Generade-nl / TULIP

TULIP - The Uncorrected Long read Itegration Pipeline
27 stars 4 forks source link

Warning/Errors in tulipbulb.perl #1

Open ctxchris opened 7 years ago

ctxchris commented 7 years ago

Hi,

I did the following:

bwa mem -x pacbio pacbioRaw.fasta illumina.fasta |cut -f 1,2,3,4,5,6 >pacbioRaw_TO_Illumina.sam
tulipseed.perl --seedlength 385 --diploid --sam pacbioRaw_TO_Illumina.sam --out illumina.TULIP
tulipbulb.perl --seeds  illumina.fasta --reads pacbioRaw.fasta --sam pacbioRaw_TO_Illumina.sam --input illumina.TULIP --diploid --allreads  --out illumina.TULIP.bundle

tulipseed.perl seems to have run successfully. The last lines say:

Indexing scaffolds 79763 scaffolds found Scaffold N50 = 6448 Scaffold N50 seeds = 3 Total scaffold length = 242165663 nt containing 248322 seeds Writing scaffold information to illumina.TULIP.scaffolds and illumina.TULIP.scaffolds_stats Writing temporary scaffold files to illumina.TULIP.scaffolds_tmp and illumina.TULIP.seeds_tmp Writing graph to illumina.TULIP.graph and illumina.TULIP.graph_tmp Run ended

Running tulipbulb.perl produced the following warnings/errors:

--haploid and --diploid are not compatible

Even though only --diploid is passed

Several thousand time I see these:

Use of uninitialized value in concatenation (.) or string at tulipbulb.perl line 543, line 52583. Use of uninitialized value $sequence in substr at tulipbulb.perl line 568, line 52583. substr outside of string at /ctx/software/TULIP/tulipbulb.perl line 568, line 52583. Use of uninitialized value $seq in string eq at /ctx/software/TULIP/tulipbulb.perl line 688, line 52583. Use of uninitialized value $seq in transliteration (tr///) at tulipbulb.perl line 689, line 52583. Use of uninitialized value $seq in reverse at tulipbulb.perl line 690, line 52583.

The corresponding lines in the seeds file illumina.fasta seem always to be header lines:

awk 'NR==52583{print}' illumina.fasta
>scaffold16792

In the pacbio data they correspond to sequences:

awk 'NR==52583{print}'  pacbioRaw.fasta
CTTCCTTCTGTCCGTCATCTTTCAAAGCCCATATTATTTATTTTTTATGGTGGAATAGATAAAGATATTC

In my working folder there are several thousand files named like this:

illumina.TULIP.bundle_readbundle_46242.fasta

And they all only contain the pipe symbol:

cat illumina.TULIP.bundle_readbundle_48915.fasta
>

>

>

Do you have an idea what could have gone wrong?

Thank you Chris

Generade-nl commented 7 years ago

Hi Chris,

Thanks for reporting this!

The --diploid issue is a silly bug, the option is currently not even used in tulipbulb.perl, apologies for that.

The other issue may have to do with the script trying to read the SAM file and the PacBio reads simultaneously, i.e. trying to find the read matching the alignment.

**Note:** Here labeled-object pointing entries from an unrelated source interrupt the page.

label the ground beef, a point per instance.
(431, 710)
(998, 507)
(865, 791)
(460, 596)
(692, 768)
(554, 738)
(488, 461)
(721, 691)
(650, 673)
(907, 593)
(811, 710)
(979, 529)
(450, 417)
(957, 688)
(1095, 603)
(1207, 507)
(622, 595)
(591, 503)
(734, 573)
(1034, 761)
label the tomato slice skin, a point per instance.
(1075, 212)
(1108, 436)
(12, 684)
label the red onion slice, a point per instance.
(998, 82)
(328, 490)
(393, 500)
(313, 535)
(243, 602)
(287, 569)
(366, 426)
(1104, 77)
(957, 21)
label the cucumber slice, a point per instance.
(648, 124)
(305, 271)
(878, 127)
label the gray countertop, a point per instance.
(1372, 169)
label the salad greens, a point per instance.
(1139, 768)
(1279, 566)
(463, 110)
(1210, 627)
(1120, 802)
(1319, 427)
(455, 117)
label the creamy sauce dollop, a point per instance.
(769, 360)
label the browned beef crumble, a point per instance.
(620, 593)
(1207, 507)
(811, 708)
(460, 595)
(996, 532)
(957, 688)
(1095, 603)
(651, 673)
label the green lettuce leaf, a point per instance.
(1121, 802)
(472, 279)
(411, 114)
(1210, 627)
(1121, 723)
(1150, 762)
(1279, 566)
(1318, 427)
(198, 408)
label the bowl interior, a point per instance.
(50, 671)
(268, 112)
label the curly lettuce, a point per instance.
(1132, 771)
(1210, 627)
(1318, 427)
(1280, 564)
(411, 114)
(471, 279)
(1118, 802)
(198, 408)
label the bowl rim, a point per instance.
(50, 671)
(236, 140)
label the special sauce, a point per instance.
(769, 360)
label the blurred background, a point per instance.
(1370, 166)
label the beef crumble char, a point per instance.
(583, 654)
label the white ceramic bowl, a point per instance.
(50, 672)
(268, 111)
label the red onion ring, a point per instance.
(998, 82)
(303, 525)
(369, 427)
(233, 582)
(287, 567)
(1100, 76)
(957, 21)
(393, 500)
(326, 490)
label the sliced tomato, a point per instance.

For this, both files need to be more or less in the same order (by read), which will happen when using BWA. The 'more or less' allows for some local shuffling due to alignment multithreading (BWA not reporting alignments in exactly the order they appear in the reads FASTA). By default, we read 5000 lines ahead to catch this (line 22, $fbuffermax). I can reproduce your error by setting $fbuffermax really low (5) and using 4 alignment threads. This needs a better fix!

If you want to try playing with this, I recommend using the --nobundles setting, tulipbulb then won't open thousands of files but just one for the scaffold sequences.

Alternatively, perhaps tulipbulb does not recognize your FASTA headers at all, and proceeds right to the end of the reads file trying to find a header? Could you perhaps share what your PacBio FASTA headers look like, and how they end up in the SAM file?

Also, not sure which genome or how much data you used, but those tulipseed stats worry me: very many scaffolds, and each consists of just a few seeds. We got thousands of seeds per scaffold.

Chris

dvera commented 7 years ago

Are you reversing your index and query in bwa mem? According to docs, you align your pacbio reads to your illumina-based seeds, and not the other way around.